The Big Ten unveiled their 2015 conference schedules on Monday morning. Though the league had released 2014 and 2015 schedules last year, the slates had to be reshuffled after the league welcomed Maryland and Rutgers into the fold. As a reminder, the league won't move to 9-game conference schedules until the 2016 season.
First, let's take a look back at the Buckeyes' known nonconference schedule for 2015:
August 29th – TBA
Sept 5th – TBA*
Sept 12th – vs Northern Illinois
Sept 19th – at Virginia Tech
Sept 26th – TBA
*=The Buckeyes had previously been scheduled to take on North Carolina, but due to the changing landscape of Big Ten scheduling (as well as their existing commitment to a higher profile home-and-home with Oklahoma then), the Buckeyes moved that series to 2017-2018. The Buckeyes will need to add two dates, presumably August 29th and September 5th, to complete what will wind up being a seven game home 2015 slate.

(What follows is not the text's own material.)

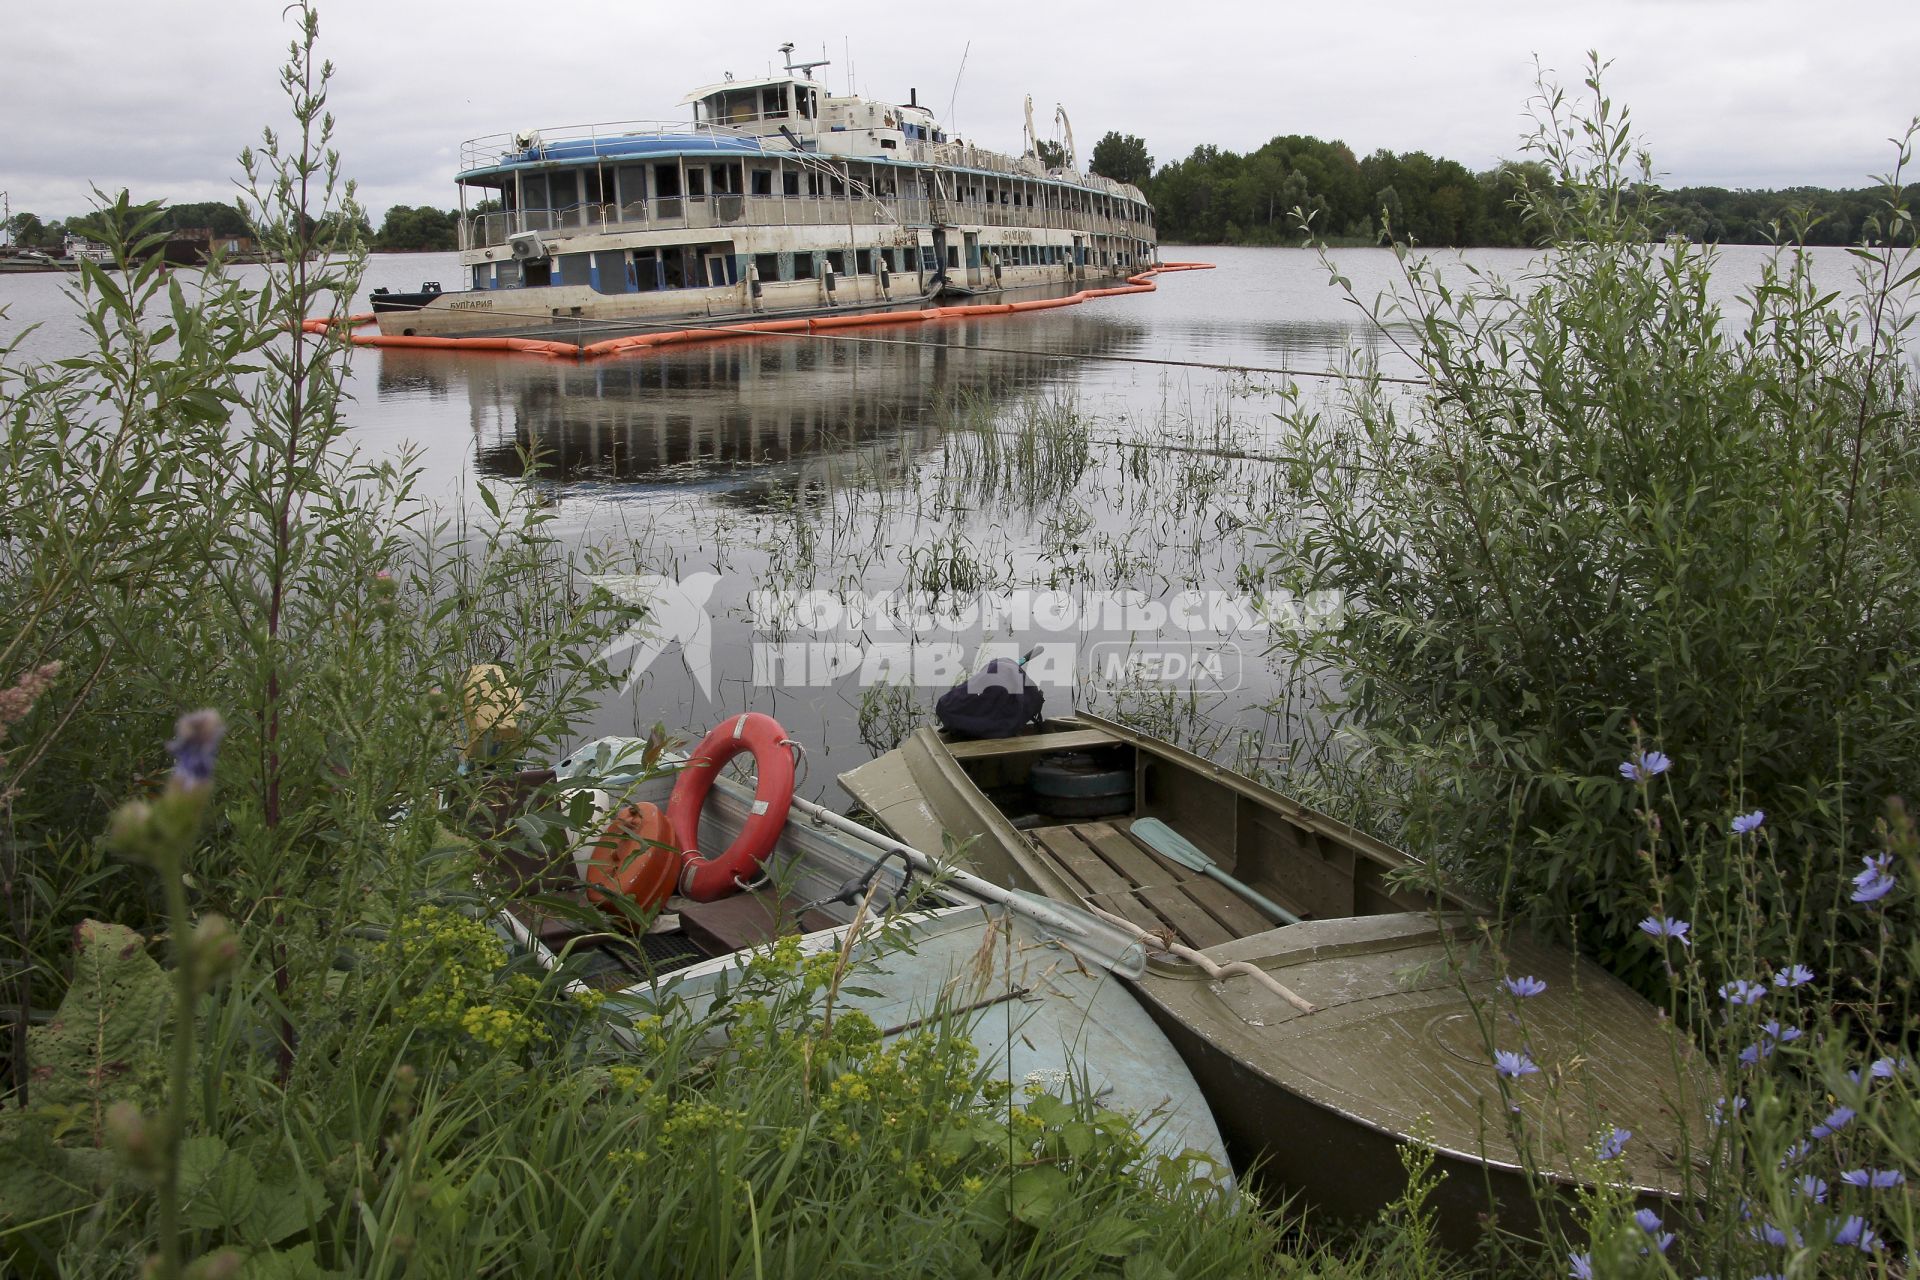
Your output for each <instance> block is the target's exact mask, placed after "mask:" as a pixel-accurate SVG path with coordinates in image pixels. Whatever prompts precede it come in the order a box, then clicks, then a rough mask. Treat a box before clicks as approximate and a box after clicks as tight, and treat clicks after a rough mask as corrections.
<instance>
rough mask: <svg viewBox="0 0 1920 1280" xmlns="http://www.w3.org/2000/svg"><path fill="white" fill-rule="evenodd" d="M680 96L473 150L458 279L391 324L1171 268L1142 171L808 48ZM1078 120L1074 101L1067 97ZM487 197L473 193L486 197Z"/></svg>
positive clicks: (846, 299)
mask: <svg viewBox="0 0 1920 1280" xmlns="http://www.w3.org/2000/svg"><path fill="white" fill-rule="evenodd" d="M781 54H785V69H783V71H781V73H778V75H770V77H766V79H756V81H735V79H732V77H730V79H726V81H722V83H720V84H708V86H707V88H699V90H695V92H691V94H687V98H685V100H684V104H691V106H693V119H691V121H689V123H680V125H634V123H622V125H589V127H574V129H541V130H526V132H516V134H511V136H492V138H476V140H472V142H467V144H465V148H463V163H461V169H463V171H461V175H459V188H461V269H463V273H465V278H463V280H461V284H459V288H453V290H442V288H440V286H438V284H426V286H422V288H420V292H417V294H394V292H376V294H374V297H372V303H374V315H376V320H378V324H380V330H382V332H384V334H403V336H415V334H419V336H509V334H511V336H536V334H545V336H555V338H574V340H584V338H588V336H593V338H599V336H609V334H620V332H647V330H649V328H674V326H684V324H687V322H695V324H739V322H753V320H762V319H768V317H803V315H816V313H818V315H828V313H841V311H887V309H904V307H918V305H925V303H927V301H929V299H933V297H939V296H975V294H993V292H1000V290H1012V288H1027V286H1033V288H1044V286H1052V288H1062V290H1075V288H1081V286H1083V284H1087V282H1096V280H1106V278H1116V276H1127V274H1135V273H1139V271H1144V269H1148V267H1152V265H1154V257H1156V246H1154V211H1152V207H1148V203H1146V200H1144V198H1142V196H1140V192H1139V188H1135V186H1129V184H1125V182H1114V180H1110V178H1102V177H1096V175H1089V173H1079V171H1077V169H1075V167H1073V163H1075V161H1073V152H1071V129H1068V134H1066V136H1068V163H1066V165H1062V167H1046V165H1044V163H1041V159H1039V155H1037V150H1039V148H1037V142H1035V134H1033V109H1031V98H1029V102H1027V130H1025V134H1027V136H1025V142H1027V146H1025V154H1023V155H1020V157H1014V155H1004V154H1000V152H989V150H985V148H977V146H972V144H968V142H962V140H958V138H950V136H947V132H945V130H943V129H941V125H939V123H937V121H935V119H933V113H931V111H929V109H927V107H924V106H920V102H918V90H914V92H910V94H908V100H906V104H891V102H870V100H866V98H860V96H854V94H847V96H839V94H833V92H829V90H828V86H826V84H822V83H820V81H816V79H814V77H812V73H814V71H816V69H818V67H824V65H828V63H824V61H806V63H795V61H793V46H791V44H785V46H781ZM1062 123H1066V117H1064V113H1062ZM470 198H476V203H470Z"/></svg>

Without further adieu, here's the now finalized 2015 Big Ten conference schedule for Ohio State as they'll enter into their second year of East/West divisional play with both the Terrapins and Scarlet Knights in the mix:
October 3 – at Indiana
October 10 – Maryland
October 17 – Penn State
October 24 – at Rutgers
October 31 – Bye Week
November 7 – Minnesota
November 14 – at Illinois
November 21 – Michigan State
November 28 – at Michigan
December 5 – Big Ten Championship Game
Though Virginia Tech should help the overall strength of schedule for the Bucks and Northern Illinois' been a strong MAC side for several years now, the Buckeyes face an uphill battle to secure any additional games of note. With Ohio State needing to add two home games with under two years to do so, the odds are far more likely the likes of FBS newbies Charlotte, Old Dominion, Texas State, Texas-San Antonio or a team of their ilk will comprise those match ups, given the relative malleability of their schedules. While the Big Ten has collectively made a stink about wanting to eliminate FCS games, in many ways it's *less* favorable to face transitional programs, like those. Particularly in the cae of Charlotte and Old Dominion, those programs are almost like college football "expansion teams", which will undoubtedly produce the sort of results we saw from UMass during their early go at it in FBS.